> On 07/07/2015 08:05 PM, Craig James wrote:
>> 
>> 
>> No ideas, but I ran into the same thing. I have a set of C/C++ functions
>> that put some chemistry calculations into Postgres as extensions (things
>> like, "calculate the molecular weight of this molecule"). As SQL
>> functions, the whole thing bogged down, and we never got the scalability
>> we needed. On our 8-CPU setup, we couldn't get more than 2 CPUs busy at
>> the same time, even with dozens of clients.


Hi all,

The sample code / results were put up last night at http://github.com/gbb/ppppt

Craig's problem sounds similar to my own, assuming he means running C 
indirectly via SQL vs running C more directly.
Lots of parallel connections to postgres but maximum 2 CPUs of scaling (and it 
gets worse, as you try to run more things).
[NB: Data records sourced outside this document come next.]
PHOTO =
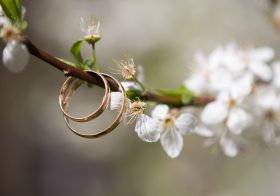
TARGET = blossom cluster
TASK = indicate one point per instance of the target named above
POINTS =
(15, 54)
(245, 85)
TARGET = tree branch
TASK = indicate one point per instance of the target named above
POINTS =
(71, 71)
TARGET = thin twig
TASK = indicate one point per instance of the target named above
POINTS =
(71, 71)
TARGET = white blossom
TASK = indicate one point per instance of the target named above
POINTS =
(15, 56)
(267, 101)
(145, 127)
(172, 126)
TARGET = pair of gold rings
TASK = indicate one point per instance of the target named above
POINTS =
(71, 85)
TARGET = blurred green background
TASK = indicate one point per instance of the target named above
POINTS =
(40, 156)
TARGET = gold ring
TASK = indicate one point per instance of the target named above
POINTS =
(111, 127)
(66, 94)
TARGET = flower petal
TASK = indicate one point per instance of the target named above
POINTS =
(263, 71)
(147, 128)
(116, 100)
(160, 111)
(172, 142)
(238, 120)
(129, 85)
(15, 56)
(228, 146)
(203, 131)
(276, 74)
(83, 25)
(214, 113)
(184, 122)
(263, 54)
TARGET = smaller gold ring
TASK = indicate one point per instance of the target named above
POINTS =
(111, 127)
(65, 96)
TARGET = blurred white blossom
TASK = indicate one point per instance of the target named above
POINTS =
(236, 77)
(172, 125)
(145, 127)
(15, 54)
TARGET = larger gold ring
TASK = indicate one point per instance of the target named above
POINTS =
(66, 94)
(111, 127)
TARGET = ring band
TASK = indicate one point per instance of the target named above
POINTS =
(64, 97)
(111, 127)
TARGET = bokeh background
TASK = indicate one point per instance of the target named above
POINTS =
(40, 156)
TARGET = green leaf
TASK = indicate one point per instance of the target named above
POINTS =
(76, 51)
(133, 94)
(10, 8)
(18, 5)
(69, 63)
(187, 95)
(183, 92)
(22, 25)
(89, 63)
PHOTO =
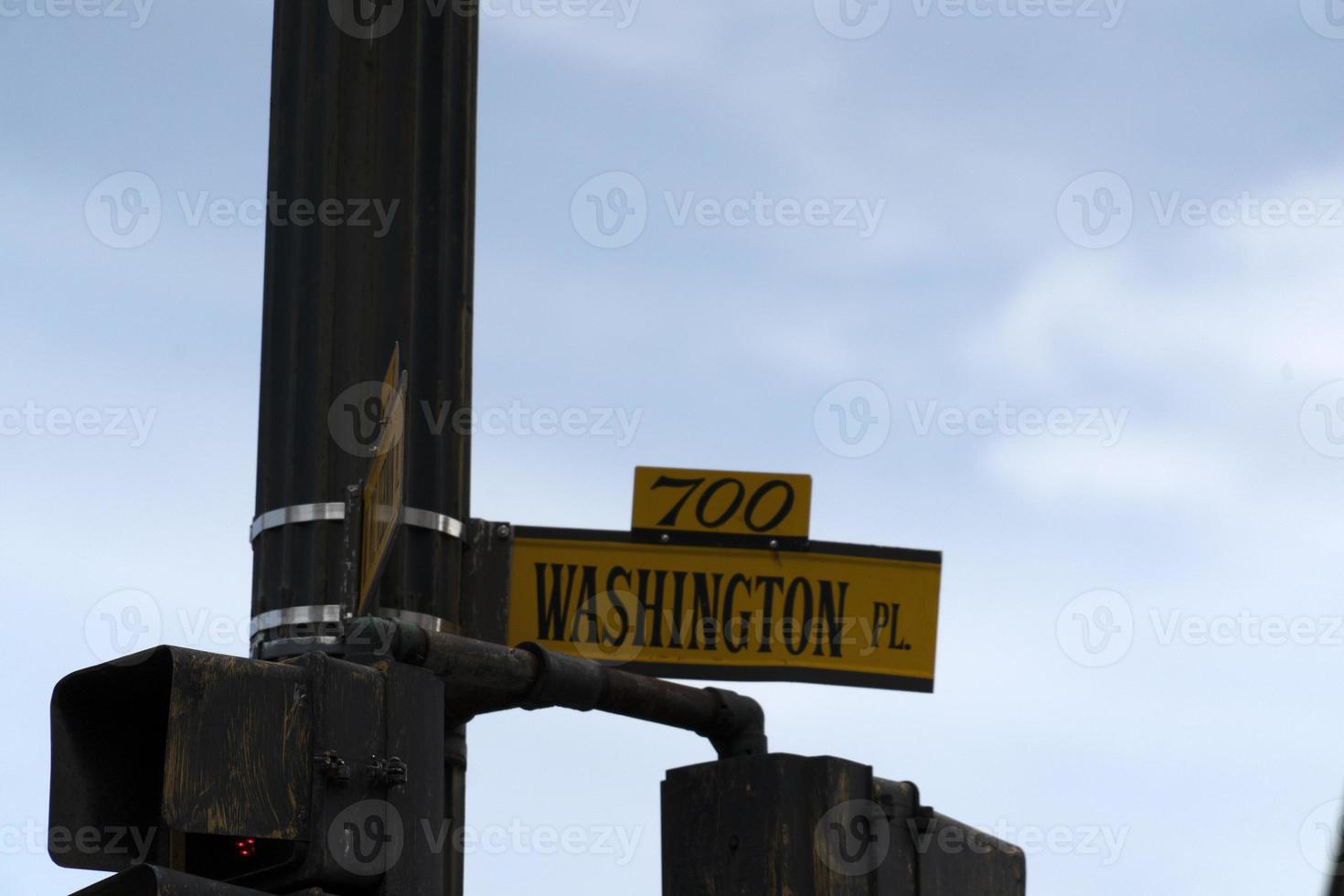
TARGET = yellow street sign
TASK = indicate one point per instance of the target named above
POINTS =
(720, 503)
(383, 498)
(831, 614)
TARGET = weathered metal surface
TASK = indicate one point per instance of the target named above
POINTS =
(485, 586)
(274, 776)
(148, 880)
(778, 824)
(385, 123)
(746, 827)
(175, 741)
(237, 749)
(485, 677)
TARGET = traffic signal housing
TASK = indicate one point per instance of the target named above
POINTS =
(268, 775)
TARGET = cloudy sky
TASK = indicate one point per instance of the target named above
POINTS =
(1070, 269)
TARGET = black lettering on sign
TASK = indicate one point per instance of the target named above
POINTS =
(709, 612)
(714, 512)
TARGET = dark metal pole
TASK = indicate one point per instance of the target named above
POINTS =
(368, 243)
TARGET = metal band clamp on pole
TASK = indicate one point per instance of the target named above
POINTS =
(335, 512)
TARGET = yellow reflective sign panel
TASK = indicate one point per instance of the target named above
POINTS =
(720, 503)
(383, 497)
(832, 614)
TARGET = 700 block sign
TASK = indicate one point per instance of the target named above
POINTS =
(723, 504)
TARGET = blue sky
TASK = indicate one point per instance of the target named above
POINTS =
(1140, 630)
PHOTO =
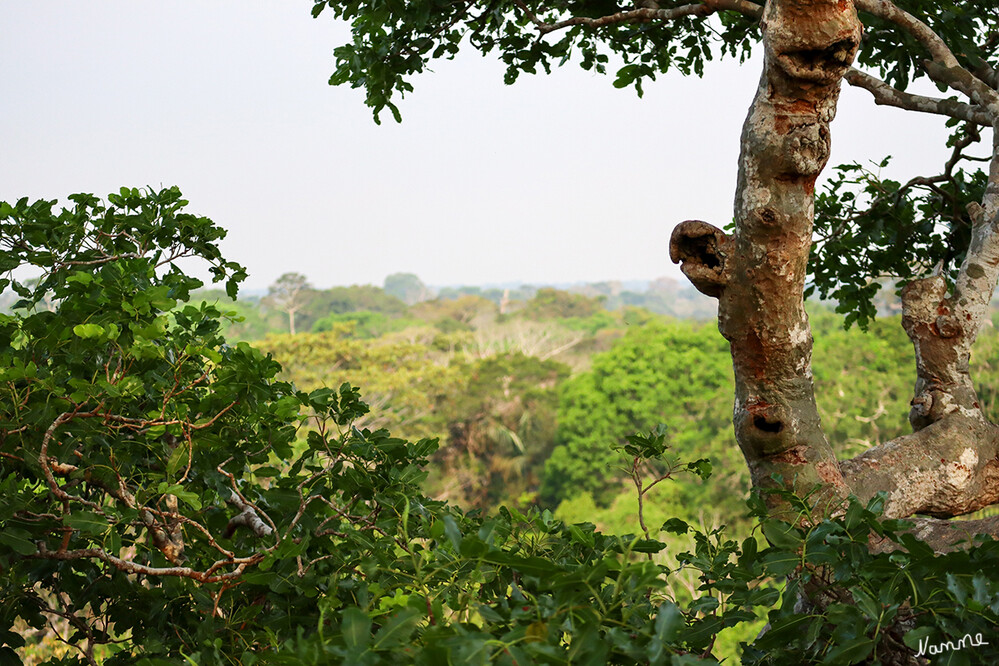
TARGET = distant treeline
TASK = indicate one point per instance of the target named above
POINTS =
(530, 390)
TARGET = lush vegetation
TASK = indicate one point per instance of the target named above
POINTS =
(169, 497)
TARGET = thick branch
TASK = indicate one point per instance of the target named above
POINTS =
(887, 95)
(945, 536)
(949, 468)
(944, 68)
(702, 251)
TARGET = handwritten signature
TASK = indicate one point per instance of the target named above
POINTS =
(966, 641)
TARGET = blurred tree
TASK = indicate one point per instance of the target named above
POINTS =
(289, 294)
(406, 287)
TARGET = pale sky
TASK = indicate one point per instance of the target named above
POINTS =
(555, 179)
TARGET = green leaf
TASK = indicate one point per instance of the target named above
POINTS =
(17, 541)
(87, 521)
(850, 652)
(356, 629)
(88, 330)
(398, 629)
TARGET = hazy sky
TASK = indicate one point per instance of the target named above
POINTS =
(558, 178)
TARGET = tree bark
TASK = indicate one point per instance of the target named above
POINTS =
(758, 274)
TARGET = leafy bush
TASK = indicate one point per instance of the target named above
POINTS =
(172, 502)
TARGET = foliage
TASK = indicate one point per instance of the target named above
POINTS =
(175, 503)
(673, 373)
(407, 287)
(289, 294)
(895, 591)
(500, 429)
(362, 324)
(870, 228)
(405, 379)
(391, 42)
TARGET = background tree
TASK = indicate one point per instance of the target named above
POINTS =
(939, 234)
(407, 287)
(758, 273)
(289, 294)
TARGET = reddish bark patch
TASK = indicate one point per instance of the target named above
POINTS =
(829, 472)
(793, 456)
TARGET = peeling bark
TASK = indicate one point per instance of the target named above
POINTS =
(760, 275)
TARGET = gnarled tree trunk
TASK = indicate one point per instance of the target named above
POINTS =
(949, 465)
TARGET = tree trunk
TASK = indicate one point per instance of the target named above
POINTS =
(758, 274)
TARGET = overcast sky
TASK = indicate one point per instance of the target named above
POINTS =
(556, 179)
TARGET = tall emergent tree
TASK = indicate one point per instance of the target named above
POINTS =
(290, 293)
(939, 234)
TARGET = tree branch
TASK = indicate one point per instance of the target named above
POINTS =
(705, 8)
(886, 95)
(944, 67)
Tom Lane has posted an interesting comment over on the bugs list which identies 
a likely source at least one of the problems, maybe both. 
It seems to be linked to internal locking inside postgres (which makes sense, 
given the results - both problems feel 'lock-y').
Also, he mentions a workaround for some functions that scales to 8-way 
apparently. 

http://www.postgresql.org/message-id/31265.1436317...@sss.pgh.pa.us

I think it's potentially a big problem for CPU intensive postgres libraries 
like pgrouting, or perhaps the postgis & postgis raster functions, things like 
that.
I don't know how well their functions are marked for e.g. immutability. 
Are there any postgis devs on this list?